Темный круг | страница 42



Казалось, было внезапно вспугнуто что-то живое и крупное.

«Мускат!» — хотел крикнуть Санько, но задохнулся от волнения. Однако, с силой взметнул руки ловя наобум, и руки его ухватили что-то живое, старавшееся вырваться.

— Волк! — выкрикнул Санько, передохнув, и уже четко ощущая в руках рвущийся человечий сапог.

— Пусти, сатана! Какой я волк?! Ногу я сломал. Пусти!

Но Санько не отпускал.

Голос человека почудился ему знакомым, хоть и очень смутно. Только раз слышал он этот голос, будучи уже больным. И даже какие-то не то усы, не то огромные, рачьи клешни, он вспомнил, шевелились тогда перед его глазами.

— Где Мускат? — успел спросить Санько — и захрипел: человек схватил его за горло и стал душить.

Санько задыхался, но изо всей силы рванул сломанную ногу врага.

Человек взвыл от боли. Руки его ослабели.

И Санько удалось вырвать голову из петли.

Враги грызлись зубами…

Орешник, будто протестуя, бушевал в вершине: яростный клубок, катаясь под ним, гнул, валил и ломал его у самых корней.
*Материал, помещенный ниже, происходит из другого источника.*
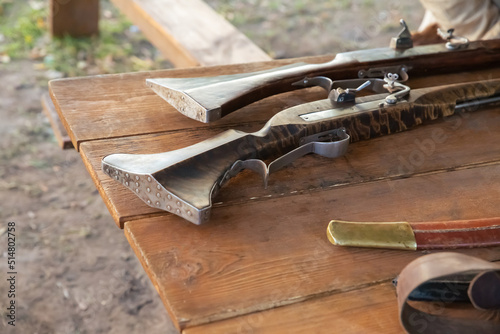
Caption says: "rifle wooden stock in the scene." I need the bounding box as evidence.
[102,80,500,224]
[146,40,500,123]
[327,217,500,250]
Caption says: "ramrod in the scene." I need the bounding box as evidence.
[102,79,500,224]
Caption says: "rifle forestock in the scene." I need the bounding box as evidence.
[102,80,500,224]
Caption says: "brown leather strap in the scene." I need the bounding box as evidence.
[397,252,500,334]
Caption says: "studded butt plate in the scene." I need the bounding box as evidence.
[102,160,210,225]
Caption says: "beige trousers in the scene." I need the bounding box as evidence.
[419,0,500,40]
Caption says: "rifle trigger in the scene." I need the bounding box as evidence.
[268,128,351,174]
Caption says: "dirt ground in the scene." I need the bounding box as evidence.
[0,0,423,334]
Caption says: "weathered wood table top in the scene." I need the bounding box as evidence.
[50,56,500,333]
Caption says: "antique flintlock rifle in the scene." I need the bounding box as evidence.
[102,76,500,224]
[327,217,500,250]
[146,37,500,123]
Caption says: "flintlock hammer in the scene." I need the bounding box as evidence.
[102,75,500,224]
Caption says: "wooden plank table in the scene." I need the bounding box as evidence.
[49,56,500,333]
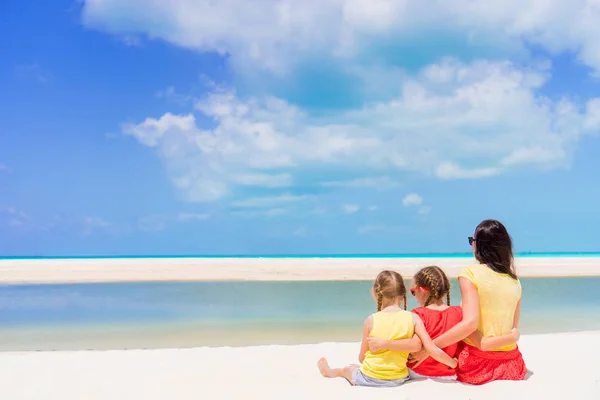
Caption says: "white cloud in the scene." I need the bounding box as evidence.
[124,59,600,201]
[435,163,502,179]
[177,213,210,222]
[82,0,600,73]
[231,194,314,208]
[231,207,290,218]
[232,173,292,188]
[15,61,54,83]
[418,206,431,215]
[402,193,423,207]
[82,216,113,236]
[321,176,400,190]
[342,204,360,214]
[138,214,169,232]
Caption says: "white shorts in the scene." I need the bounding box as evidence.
[408,369,456,382]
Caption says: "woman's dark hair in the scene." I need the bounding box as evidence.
[473,219,517,279]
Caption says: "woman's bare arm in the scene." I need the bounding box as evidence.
[358,315,373,364]
[368,335,421,353]
[413,314,457,368]
[513,299,521,329]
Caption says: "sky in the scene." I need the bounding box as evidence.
[0,0,600,256]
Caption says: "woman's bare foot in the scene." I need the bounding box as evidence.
[317,357,336,378]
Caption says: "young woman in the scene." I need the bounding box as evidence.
[369,266,519,380]
[411,220,527,385]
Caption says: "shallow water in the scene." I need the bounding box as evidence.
[0,277,600,350]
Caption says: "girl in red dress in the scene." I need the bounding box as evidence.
[369,266,519,380]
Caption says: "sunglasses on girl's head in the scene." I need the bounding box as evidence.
[410,286,429,296]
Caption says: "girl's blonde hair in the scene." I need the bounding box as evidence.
[373,270,406,311]
[414,266,450,307]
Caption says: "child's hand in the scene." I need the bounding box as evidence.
[367,336,383,353]
[510,328,521,342]
[408,349,429,368]
[450,357,458,369]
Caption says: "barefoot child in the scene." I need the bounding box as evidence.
[318,271,456,387]
[369,266,519,380]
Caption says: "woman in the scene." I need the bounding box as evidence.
[411,220,527,385]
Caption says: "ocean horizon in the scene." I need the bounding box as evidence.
[0,251,600,260]
[0,277,600,351]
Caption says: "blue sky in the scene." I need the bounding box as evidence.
[0,0,600,256]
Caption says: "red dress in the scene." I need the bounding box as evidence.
[407,306,462,377]
[456,342,527,385]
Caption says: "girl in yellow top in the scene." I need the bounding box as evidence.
[411,220,527,385]
[318,271,457,387]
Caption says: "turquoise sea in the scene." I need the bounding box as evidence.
[0,272,600,351]
[0,251,600,260]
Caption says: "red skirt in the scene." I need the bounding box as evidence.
[456,342,527,385]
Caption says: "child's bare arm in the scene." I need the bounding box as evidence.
[358,315,373,363]
[469,328,520,351]
[413,314,458,368]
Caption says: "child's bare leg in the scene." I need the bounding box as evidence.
[317,357,359,385]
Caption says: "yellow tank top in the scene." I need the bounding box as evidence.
[459,264,521,351]
[360,310,415,381]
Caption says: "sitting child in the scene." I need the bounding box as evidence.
[318,271,457,387]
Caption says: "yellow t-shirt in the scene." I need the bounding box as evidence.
[360,310,415,381]
[458,264,522,351]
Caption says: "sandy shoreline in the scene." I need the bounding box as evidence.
[0,257,600,284]
[0,332,600,400]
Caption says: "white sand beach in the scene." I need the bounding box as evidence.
[0,332,600,400]
[0,257,600,283]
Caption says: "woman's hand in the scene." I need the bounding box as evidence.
[510,328,521,343]
[367,336,385,353]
Санько Якушнов уже был полугол: его ситцевый мокрый «парусишко» на клочки разодрали не руки, а будто острые когти свирепого Сапсана.

И все же одолел Санько.

Изловчась, он успел схватить врага за горло, душил его бешено и молча: в эту минуту забыв даже о Мускате.

Почувствовав труп в руках, Санько опомнился и разжал руки. Они были липки, в слюне задушенного им человека. Метнулся обтереть их о рубаху — и только тут ощутил, что он голый.


* * *


— Мускат! Мускат! — кричал Санько, ползая в кустах и дрожа от страха: вот наползет на убитого или изуродованного коня.

Теперь Санько мало верил в невредимость Муската.

Но, выбравшись из кустов на свет (светало стремительно), Санько во всю силу легких — раскатисто — в согнутую дудкой кисть руки все же продолжал звать Муската.

Бежал и звал:

— Муска-а-а..! Муска-а-а-а-а…!

— Аа-а-а-а… — откликнулось далекое, но четкое и гулкое овражное эхо.

И оно докатилось до Муската, и, неузнанное, крайне встревожило и насторожило кабардинца, с каждым часом все больше и больше дичавшего.

Он повел ушами в ту сторону, откуда накатило эхо, и вслушался.

Вот еще раз накатило оно — ближе, четче.

Вот в третий раз заакало так близко, что Мускат резко шарахнулся в сторону от испуга, однако не пошел наутек и остановился, колеблясь: что это — зверь или человек?

И если бы еще раз накатило это встревожившее Муската эхо, он решительно пустился бы наутек — в противоположную от враждебного звука сторону.

Но что это? Раскатистое «а-а-а» теперь отчетливо слагается в звучное слово — Мускат.